Mey masih cekatan memeriksa sekaligus memasang selang infusan pada tangan Embun guna memberikan tenaga pada ibu hamil yang mengalami kondisi hiperemesis gravidarum atau kondisi mual dan muntah berlebih selama kehamilan
Mata Mike masih mengawasi semua yang di lakukan dokter kandungan tersebut, namun ia masih tidak berani mempertanyakan apa-apa karena takut akan mendapat Omelan dari wanita itu yang terlihat masih berkutat dengan alat-alat kedokterannya
"Di kertas ini ada resep obat dan vitamin untuk mengurangi mual dan muntah yang di alami Embun. Pastikan juga Embun meminum semua vitamin yang aku berikan" Mey memberikan secarik kertas pada Mike
"Sampai kapan keadaan istriku akan seperti ini?"
"Aku juga tidak bisa memastikan karena kondisi tiap ibu hamil berbeda. Kau cukup memastikan kebutuhan gizi serta waktu istirahat yang cukup bagi Embun"
"Kalau soal itu kau tenang saja"
"Cih! aku bahkan tidak bisa mempercayai mu. Baru di suruh bersabar sebentar untuk tidak menyentuh istrimu saja kau tidak bisa" cibir Mey sembari merapikan peralatan yang di bawanya ke dalam tas
"Istriku sendiri yang memintanya, mana mungkin aku tega tidak memberikannya. Kau sendiri tau kalau selama ini tidak ada wanita yang bisa tahan untuk tidak di sentuh olehku" ucap Mike bangga
Mey bersikap seolah tidak mendengar apa yang sahabatnya itu katakan. Ia lebih memilih segera menyelesaikan pekerjaannya kemudian kembali ke rumah dimana suaminya kini tengah menunggunya
"Biar Lio yang mengantarmu pulang" tawar Mike saat melihat Mey beranjak dari tempatnya duduk
"Tidak perlu. Aku kebetulan membawa mobil kesini"
"Baiklah. Terima kasih sudah datang kesini"

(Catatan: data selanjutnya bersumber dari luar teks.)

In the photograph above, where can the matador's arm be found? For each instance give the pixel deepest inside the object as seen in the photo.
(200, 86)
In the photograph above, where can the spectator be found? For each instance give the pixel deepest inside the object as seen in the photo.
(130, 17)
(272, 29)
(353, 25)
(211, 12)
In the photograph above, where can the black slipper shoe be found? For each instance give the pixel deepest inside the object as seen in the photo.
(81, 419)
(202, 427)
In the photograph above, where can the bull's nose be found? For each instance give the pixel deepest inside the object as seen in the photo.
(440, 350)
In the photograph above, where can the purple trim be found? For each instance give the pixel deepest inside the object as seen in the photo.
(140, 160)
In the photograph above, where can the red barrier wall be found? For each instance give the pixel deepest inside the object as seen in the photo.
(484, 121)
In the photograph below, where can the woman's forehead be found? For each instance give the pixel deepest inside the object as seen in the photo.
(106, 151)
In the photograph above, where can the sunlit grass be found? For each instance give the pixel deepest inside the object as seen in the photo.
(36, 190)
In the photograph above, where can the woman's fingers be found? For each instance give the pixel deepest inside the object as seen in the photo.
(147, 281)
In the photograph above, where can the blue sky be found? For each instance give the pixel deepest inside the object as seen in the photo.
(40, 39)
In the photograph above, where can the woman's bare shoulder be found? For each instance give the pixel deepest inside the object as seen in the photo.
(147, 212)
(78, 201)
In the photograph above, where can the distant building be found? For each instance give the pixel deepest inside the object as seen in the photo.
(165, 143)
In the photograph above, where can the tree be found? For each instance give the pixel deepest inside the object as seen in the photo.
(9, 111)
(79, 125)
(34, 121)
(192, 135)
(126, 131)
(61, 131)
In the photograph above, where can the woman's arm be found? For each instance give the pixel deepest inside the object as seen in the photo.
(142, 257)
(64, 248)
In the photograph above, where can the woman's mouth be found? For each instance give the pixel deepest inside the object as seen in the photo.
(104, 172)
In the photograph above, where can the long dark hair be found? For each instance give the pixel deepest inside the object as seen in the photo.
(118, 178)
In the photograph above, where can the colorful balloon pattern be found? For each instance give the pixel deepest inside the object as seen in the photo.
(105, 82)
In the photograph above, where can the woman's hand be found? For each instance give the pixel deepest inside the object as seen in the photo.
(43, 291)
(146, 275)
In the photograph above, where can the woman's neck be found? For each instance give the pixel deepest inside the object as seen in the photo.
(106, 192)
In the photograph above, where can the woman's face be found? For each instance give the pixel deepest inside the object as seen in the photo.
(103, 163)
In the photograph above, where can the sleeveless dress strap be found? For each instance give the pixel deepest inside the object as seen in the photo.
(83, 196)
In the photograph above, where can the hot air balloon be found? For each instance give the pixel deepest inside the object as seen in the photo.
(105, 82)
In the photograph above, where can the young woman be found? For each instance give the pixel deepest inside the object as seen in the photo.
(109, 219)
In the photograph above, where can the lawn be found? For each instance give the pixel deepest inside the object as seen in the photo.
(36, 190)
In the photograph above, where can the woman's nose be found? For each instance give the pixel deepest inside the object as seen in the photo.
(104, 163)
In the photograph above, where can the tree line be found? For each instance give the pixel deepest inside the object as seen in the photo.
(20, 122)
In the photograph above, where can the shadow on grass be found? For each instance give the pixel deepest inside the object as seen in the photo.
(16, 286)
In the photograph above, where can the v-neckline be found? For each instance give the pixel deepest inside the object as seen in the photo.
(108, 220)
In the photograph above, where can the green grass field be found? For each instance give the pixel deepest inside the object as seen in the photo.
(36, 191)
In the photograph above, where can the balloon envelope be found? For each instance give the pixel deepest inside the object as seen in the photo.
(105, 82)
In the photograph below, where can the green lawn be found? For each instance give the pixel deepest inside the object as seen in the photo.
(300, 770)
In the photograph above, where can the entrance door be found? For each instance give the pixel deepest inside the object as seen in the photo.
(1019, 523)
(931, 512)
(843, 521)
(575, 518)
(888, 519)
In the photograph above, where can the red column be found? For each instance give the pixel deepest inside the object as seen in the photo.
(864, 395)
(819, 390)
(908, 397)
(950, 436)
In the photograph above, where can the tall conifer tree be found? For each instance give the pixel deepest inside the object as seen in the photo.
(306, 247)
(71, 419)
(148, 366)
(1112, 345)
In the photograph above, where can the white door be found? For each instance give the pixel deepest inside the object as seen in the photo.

"Tidak perlu sungkan, toh aku juga tetap menunggu transferan darimu" kekeh Mey melangkah menuju ke arah mobilnya terparkir
"Tenang saja, aku akan memberikan bonus yang banyak untukmu"
*
*
Nabila tengah sibuk menata rumah baru yang di beli suaminya untuk mereka tempati setelah menikah. Rumah yang tidak begitu besar tapi sekiranya kini ia tidak lagi kesepian karena ada Bian yang akan selalu menemani hari-harinya
Sejak kepulangannya dari berbulan madu, Nabila yang sibuk dengan rumah barunya sama sekali belum bertemu dengan Embun selain karena jarak rumah mereka yang cukup jauh ia pun masih dalam tahap menyesuaikan diri dengan status barunya
Ia pun yakin bila ada sesuatu yang terjadi dengan adiknya itu, pimpinannya pasti akan segera mengabarkan padanya. Namun, Nabila mungkin terlupa bahwa Mike tentu tidak akan mengganggu pengantin baru yang tengah menikmati masa indahnya hanya untuk hal yang masih bisa diselesaikannya sendiri
Sehingga saat mendengar kabar perihal pendarahan hebat yang di alami Embun dari suaminya sepulang bekerja, Nabila segera meminta Bian untuk segera mengantarnya kesana
"Maaf Bun, lantaran kakak kamu hampir saja kehilangan calon bayimu" lirih Nabila saat melihat kondisi Embun yang memprihatinkan dengan selang infusan yang masih setia terpasang di tangannya
"Jangan merasa bersalah seperti itu kak, bersyukur Tuhan masih mengizinkannya berada di dalam rahimku" ucap Embun berusaha menghibur Nabila
"Ya, kau benar seharusnya aku bersyukur tapi tetap saja aku masih merasa bersalah terhadapmu" ucap Nabila sembari menunduk. ia benar-benar merasa kalau kemalangan yang di alami Embun di sebabkan olehnya makanya ketika mendengar kabar itu ia sesegera mungkin pergi menemui adiknya itu
"Aku tidak mau mendengar itu lagi kak, sekarang kakak cukup ceritakan bagaimana perjalanan bulan madu kakak kemarin" goda Embun namun dengan raut wajah lelahnya
Nabila tersipu saat membayangkan segala hal baru yang belum lama ia rasakan, tapi ia pun merasa segan mengajak bercerita seseorang yang sedang sakit
"Kau harus menunggu hingga benar-benar sehat setelah itu aku akan menceritakan padamu pengalaman yang tidak akan pernah aku lupakan selama hidupku"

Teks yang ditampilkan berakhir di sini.